District of Columbia

  • District of Columbia Attorney General Racine filed a lawsuit against online orthodontics company SmileDirectClub for allegedly requiring consumers who were dissatisfied or harmed to sign nondisclosure agreements to receive refunds, thus stopping these consumers from reporting their problems to government regulators and law enforcement and suppressing negative reviews. The lawsuit seeks injunctive relief, restitution, civil penalties, fees, and costs.
  • District of Columbia Attorney General Racine announced a lawsuit against Pro Football Inc., owner of the Washington Commanders, for allegedly scheming to cheat ticket holders out of season ticket deposits and using the money for its own aims. The lawsuit seeks financial penalties and a court order forcing the Commanders to cease these practices and pay D.C. ticket holders restitution.


  • Florida Attorney General Moody filed a lawsuit against VoIP service provider Smartbiz Telecom, LLC, seeking to stop the foreign-based robocalls the company was routing into the United States.
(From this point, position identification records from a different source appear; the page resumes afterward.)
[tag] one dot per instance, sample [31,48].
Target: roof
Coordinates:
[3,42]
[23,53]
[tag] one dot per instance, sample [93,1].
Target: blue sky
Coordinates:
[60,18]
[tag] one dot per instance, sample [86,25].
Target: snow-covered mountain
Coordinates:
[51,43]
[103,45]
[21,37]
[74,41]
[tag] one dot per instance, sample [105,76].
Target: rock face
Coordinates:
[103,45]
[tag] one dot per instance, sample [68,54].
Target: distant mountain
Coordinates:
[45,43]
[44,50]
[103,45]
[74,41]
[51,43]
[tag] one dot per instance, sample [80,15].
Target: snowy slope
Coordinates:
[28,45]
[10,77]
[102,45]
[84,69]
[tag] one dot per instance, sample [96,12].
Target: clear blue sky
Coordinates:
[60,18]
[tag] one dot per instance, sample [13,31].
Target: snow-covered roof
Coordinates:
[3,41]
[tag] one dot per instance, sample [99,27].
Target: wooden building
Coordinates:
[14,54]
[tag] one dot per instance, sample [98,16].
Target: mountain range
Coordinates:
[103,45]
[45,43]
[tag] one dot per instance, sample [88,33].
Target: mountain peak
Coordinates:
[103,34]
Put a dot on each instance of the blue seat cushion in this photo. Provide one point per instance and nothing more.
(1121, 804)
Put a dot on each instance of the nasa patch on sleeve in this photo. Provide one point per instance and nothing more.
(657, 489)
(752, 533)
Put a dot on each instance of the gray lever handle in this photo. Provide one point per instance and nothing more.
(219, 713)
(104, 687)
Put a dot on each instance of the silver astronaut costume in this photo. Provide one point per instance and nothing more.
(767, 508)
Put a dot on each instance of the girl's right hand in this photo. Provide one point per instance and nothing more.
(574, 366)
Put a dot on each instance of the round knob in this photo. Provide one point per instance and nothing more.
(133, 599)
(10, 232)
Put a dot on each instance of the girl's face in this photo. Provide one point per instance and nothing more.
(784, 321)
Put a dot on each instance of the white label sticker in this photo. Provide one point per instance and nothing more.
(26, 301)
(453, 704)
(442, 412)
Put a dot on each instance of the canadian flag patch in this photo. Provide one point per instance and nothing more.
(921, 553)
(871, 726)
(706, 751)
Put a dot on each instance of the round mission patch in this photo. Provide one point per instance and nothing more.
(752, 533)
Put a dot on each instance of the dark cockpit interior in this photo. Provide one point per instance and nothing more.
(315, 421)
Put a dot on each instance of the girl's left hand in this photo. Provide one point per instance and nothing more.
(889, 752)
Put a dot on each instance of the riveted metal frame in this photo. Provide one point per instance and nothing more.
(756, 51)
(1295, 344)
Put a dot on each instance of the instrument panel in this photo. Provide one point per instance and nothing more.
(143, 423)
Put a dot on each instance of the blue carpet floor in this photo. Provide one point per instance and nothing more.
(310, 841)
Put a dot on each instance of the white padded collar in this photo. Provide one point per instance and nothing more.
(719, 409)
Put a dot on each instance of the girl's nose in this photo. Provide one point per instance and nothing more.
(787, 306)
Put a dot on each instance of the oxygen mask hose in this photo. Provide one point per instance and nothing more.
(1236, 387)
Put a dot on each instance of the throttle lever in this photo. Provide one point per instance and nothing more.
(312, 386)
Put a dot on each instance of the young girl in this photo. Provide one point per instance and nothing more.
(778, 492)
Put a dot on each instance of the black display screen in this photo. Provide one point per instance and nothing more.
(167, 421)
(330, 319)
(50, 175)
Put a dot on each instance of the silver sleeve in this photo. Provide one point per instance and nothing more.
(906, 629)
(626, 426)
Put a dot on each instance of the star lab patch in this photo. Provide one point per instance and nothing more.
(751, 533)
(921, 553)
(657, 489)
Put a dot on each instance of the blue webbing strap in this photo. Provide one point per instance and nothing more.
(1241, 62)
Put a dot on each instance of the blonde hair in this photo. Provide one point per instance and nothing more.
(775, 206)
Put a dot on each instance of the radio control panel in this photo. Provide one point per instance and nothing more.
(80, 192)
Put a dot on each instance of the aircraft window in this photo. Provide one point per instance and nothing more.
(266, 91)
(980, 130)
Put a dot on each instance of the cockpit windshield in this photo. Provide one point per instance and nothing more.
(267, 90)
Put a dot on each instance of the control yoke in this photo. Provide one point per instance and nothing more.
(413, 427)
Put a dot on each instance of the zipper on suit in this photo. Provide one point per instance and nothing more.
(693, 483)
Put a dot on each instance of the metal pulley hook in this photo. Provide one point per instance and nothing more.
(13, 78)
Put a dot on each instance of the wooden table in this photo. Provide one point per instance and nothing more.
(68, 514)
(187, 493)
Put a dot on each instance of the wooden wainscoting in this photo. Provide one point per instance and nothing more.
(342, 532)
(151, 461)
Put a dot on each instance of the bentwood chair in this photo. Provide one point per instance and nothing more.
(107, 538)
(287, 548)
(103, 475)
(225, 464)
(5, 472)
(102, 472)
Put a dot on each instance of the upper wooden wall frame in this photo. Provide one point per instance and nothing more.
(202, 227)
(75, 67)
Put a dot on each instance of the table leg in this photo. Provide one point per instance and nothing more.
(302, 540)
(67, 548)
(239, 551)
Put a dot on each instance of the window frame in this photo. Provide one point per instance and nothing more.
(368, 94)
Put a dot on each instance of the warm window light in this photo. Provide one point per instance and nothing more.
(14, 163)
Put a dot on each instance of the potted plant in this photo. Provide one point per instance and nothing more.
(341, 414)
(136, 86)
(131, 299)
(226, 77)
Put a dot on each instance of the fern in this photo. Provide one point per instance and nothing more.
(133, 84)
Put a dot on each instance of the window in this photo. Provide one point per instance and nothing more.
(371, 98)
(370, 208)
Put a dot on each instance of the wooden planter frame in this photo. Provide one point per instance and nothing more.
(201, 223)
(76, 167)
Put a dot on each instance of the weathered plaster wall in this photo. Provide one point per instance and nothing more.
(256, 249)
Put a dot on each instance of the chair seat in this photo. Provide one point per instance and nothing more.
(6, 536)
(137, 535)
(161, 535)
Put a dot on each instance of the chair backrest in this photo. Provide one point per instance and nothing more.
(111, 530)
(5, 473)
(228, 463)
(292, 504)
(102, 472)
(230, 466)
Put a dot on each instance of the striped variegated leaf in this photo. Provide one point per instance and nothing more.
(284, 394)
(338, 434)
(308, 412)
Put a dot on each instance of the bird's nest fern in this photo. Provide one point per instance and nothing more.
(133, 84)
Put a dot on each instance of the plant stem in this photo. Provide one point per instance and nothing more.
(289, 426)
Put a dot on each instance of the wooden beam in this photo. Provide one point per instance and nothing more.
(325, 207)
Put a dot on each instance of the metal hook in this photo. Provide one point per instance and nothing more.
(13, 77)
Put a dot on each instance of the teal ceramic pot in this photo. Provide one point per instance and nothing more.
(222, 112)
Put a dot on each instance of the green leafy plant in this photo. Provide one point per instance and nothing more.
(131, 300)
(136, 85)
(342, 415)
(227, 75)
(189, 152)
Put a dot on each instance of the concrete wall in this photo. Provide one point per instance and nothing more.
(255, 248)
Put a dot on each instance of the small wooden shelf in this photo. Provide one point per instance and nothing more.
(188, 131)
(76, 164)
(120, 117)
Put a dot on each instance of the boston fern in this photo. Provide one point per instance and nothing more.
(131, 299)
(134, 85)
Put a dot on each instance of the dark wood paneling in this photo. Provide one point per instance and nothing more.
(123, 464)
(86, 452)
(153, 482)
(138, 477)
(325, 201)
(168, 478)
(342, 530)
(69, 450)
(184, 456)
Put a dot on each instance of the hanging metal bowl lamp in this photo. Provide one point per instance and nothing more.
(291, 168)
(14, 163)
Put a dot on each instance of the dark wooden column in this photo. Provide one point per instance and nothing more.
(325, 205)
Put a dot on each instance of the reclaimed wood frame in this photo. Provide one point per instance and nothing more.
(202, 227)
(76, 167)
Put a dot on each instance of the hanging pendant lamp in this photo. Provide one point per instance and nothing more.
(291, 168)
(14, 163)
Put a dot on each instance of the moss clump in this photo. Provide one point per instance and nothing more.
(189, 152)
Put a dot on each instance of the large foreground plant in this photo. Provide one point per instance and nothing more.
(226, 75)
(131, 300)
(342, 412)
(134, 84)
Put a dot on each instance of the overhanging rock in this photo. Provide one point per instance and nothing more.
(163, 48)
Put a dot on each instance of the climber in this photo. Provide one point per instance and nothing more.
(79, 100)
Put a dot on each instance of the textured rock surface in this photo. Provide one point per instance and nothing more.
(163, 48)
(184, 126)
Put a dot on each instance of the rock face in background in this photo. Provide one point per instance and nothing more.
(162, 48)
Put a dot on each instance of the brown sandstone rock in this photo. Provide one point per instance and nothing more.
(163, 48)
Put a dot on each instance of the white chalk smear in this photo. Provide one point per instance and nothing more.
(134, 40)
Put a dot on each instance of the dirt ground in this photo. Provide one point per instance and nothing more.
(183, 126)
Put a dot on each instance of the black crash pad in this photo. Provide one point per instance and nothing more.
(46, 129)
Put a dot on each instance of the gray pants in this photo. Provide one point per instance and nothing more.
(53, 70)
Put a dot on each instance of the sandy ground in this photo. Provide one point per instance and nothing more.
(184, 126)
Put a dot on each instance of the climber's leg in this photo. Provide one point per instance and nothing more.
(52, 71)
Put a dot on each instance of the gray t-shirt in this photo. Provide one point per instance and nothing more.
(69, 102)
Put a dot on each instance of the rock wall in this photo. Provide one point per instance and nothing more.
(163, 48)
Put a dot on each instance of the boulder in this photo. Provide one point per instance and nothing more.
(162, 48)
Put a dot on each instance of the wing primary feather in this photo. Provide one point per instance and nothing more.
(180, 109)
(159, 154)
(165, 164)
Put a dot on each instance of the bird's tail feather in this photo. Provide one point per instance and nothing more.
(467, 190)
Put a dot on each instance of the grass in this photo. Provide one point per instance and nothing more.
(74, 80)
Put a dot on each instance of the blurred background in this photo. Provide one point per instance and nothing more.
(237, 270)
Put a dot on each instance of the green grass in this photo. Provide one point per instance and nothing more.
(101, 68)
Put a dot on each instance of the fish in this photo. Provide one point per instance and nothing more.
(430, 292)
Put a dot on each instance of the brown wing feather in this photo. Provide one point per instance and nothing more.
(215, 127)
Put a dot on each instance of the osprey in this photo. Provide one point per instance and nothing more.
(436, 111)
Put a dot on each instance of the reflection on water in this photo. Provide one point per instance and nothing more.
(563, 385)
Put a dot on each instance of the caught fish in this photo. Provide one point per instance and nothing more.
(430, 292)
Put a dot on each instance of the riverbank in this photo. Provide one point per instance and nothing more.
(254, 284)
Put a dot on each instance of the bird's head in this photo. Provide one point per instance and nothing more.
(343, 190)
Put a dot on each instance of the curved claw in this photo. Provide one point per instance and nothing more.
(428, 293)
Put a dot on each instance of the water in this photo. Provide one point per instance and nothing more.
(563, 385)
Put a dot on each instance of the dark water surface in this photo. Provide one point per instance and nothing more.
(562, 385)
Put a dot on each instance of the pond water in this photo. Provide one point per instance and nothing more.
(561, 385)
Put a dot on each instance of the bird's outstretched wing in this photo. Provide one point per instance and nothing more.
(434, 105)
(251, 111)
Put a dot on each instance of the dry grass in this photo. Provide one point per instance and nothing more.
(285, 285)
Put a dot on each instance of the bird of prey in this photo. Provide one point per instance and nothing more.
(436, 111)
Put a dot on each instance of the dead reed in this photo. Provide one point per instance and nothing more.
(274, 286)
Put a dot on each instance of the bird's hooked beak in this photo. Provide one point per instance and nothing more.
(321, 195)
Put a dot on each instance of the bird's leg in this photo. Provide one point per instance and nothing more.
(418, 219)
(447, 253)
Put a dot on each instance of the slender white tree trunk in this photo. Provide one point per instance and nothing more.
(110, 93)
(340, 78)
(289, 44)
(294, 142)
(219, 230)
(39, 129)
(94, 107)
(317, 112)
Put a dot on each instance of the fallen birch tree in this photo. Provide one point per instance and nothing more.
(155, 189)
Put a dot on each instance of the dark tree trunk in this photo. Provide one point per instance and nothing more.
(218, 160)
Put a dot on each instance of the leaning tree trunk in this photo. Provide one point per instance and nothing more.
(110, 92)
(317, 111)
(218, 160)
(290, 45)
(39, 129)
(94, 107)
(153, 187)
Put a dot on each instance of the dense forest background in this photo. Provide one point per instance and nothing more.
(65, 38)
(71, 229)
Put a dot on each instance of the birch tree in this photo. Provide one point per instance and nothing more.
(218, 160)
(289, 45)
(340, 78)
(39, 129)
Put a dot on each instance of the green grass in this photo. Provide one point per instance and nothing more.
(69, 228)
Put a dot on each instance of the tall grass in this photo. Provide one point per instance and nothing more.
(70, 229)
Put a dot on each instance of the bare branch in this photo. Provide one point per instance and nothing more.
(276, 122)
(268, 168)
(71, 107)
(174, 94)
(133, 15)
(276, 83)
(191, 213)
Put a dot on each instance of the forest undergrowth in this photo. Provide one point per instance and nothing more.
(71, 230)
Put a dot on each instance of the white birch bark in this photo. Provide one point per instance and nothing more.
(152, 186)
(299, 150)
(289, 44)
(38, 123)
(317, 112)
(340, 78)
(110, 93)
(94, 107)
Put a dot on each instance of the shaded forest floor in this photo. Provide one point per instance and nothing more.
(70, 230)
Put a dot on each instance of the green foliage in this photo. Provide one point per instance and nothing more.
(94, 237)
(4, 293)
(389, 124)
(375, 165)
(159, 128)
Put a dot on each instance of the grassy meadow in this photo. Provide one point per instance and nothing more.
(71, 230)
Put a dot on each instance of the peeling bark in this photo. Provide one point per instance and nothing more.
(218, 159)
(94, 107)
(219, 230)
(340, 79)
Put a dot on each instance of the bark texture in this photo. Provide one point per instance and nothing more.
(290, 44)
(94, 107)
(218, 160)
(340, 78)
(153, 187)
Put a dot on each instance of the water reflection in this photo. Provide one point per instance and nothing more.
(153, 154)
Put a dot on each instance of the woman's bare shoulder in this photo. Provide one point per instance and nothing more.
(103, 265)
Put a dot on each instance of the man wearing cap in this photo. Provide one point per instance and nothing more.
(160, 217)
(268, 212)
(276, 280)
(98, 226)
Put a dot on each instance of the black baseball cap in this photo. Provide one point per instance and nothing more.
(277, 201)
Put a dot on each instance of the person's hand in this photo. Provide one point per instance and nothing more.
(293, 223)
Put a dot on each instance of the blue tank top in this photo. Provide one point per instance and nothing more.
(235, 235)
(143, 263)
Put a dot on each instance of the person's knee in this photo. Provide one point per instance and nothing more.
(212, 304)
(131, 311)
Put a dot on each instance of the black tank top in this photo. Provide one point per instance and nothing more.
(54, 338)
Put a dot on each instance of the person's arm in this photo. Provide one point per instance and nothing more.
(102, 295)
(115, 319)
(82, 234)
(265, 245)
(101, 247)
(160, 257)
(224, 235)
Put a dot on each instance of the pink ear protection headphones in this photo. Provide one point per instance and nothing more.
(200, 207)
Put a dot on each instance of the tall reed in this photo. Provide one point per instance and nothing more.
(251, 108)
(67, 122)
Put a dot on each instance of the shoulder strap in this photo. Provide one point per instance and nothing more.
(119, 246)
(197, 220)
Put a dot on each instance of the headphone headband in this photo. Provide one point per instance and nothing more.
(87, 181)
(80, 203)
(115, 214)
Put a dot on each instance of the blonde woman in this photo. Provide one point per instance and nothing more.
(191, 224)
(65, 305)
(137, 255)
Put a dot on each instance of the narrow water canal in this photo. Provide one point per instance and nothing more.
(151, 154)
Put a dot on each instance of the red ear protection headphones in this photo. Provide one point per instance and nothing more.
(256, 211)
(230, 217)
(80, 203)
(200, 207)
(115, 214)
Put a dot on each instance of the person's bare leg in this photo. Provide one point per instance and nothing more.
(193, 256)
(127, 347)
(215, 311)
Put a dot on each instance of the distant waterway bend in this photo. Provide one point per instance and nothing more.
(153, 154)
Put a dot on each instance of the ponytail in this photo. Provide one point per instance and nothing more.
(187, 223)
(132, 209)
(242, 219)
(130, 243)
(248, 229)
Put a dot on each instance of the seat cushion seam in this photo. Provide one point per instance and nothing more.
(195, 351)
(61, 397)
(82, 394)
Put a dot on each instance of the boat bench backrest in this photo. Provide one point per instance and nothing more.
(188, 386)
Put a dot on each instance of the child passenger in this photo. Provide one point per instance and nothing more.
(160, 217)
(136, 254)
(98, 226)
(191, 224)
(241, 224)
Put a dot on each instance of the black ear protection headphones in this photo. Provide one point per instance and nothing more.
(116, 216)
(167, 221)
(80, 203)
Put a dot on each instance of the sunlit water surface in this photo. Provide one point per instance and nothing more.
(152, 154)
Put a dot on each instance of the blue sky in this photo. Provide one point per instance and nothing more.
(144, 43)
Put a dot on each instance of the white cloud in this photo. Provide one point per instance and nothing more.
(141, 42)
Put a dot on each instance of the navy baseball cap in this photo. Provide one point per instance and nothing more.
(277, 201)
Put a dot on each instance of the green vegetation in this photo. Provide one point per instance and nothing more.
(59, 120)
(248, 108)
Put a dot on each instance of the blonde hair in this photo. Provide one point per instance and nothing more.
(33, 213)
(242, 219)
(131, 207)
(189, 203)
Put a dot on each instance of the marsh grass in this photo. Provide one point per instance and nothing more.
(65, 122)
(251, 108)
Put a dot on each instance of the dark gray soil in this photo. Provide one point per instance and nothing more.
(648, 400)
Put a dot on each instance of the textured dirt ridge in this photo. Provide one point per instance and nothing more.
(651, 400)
The lawsuit seeks injunctive relief, restitution, and civil penalties.


  • Kansas Attorney General Schmidt filed a lawsuit against leading national insulin manufacturers and pharmacy benefit managers. The lawsuit alleges that the manufacturers violated the Kansas Consumer Protection Act by operating an insulin pricing scheme causing consumers to pay excessive costs for insulin.


  • Massachusetts Attorney General Healey announced a lawsuit against limited liability company Bedrock Group LLC and its owners for failing to return $3.4 million to the state for N95 face masks that were not delivered during the pandemic and instead using the monies to pay for personal expenses. The lawsuit seeks to recover the full amount the State paid to Bedrock, treble damages, civil penalties, and attorney’s fees.

New Jersey

  • New Jersey Attorney General Platkin announced that the NJ Bureau of Securities secured a cease and desist order against online entity Buy Cannabis Stocks Investments Inc. a/k/a BCSI Inc., stopping it from offering unregistered securities in the form of investment packages related to marijuana and associated products, which violates state securities laws.

New Mexico

  • New Mexico Attorney General Balderas announced that his office resolved the opioid litigation against Kroger Co., resulting in a $58.5 million settlement.

New York

  • New York Attorney General James announced an agreement with Marks Homecare Agency Inc. and Martin Ganz, requiring them to stop entering into anti-competitive no-poach agreements in the future. A previous investigation found that Ganz entered into an illegal agreement on behalf of the Company with a competing home care company to not take each other’s patients. Marks Homecare Agency Inc. and Martin Ganz will pay $550,000 in penalties.


  • Washington Attorney General Ferguson released his seventh annual data breach report, revealing that data breaches are still at record-breaking severity. The report also includes proposed reforms to protect consumers’ data privacy, particularly sensitive reproductive health care data, such as passing legislation to protect health data, requiring additional transparency from data brokers and data collectors, expanding language access to data breach notifications, and passing legislation requiring companies to recognize and honor “global opt-out” preference signals.